Cela dépend de deux critères : votre secteur et votre taille. NIS2 vise des secteurs comme la santé, l'énergie, les transports, l'eau, la banque, les services numériques ou certains services informatiques. Si vous travaillez dans l'un d'eux et atteignez les seuils de taille, votre PME peut être concernée directement. Elle peut aussi l'être indirectement, quand un client soumis à NIS2 vous demande des garanties de sécurité.
Quels sont les seuils de taille de NIS2 ?

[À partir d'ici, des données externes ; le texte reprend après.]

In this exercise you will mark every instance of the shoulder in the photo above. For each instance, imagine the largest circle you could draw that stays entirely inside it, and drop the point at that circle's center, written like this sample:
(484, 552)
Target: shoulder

Une entité importante emploie au moins 50 personnes, ou dépasse 10 millions d'euros de chiffre d'affaires et de bilan annuel, d'après l'espace NIS2 de MesServicesCyber. En dessous, les micro et petites entreprises généralement hors périmètre, sauf exceptions liées à certaines activités. Le calcul se fait sur l'ensemble de l'entreprise, pas seulement sur l'activité concernée par la directive.
NIS2 est-elle déjà obligatoire en France en 2026 ?
Pas encore complètement. À l'été 2026, la transposition française n'est pas finalisée, au point que la Commission européenne a saisi la Cour de justice de l'Union européenne le 8 juillet 2026 pour ce retard. Vous pouvez toutefois vous appuyer dès maintenant sur le Référentiel Cyber France (ReCyF), publié par l'ANSSI le 17 mars 2026, qui liste les mesures recommandées pour atteindre les objectifs de la directive.
Quels sont les délais pour déclarer un incident ?
La directive prévoit un signalement en trois temps (article 23) : une alerte précoce sous 24 heures, une notification plus complète sous 72 heures, puis un rapport final sous un mois. Ces délais démarrent dès que vous avez connaissance de l'incident, week-ends et jours fériés compris.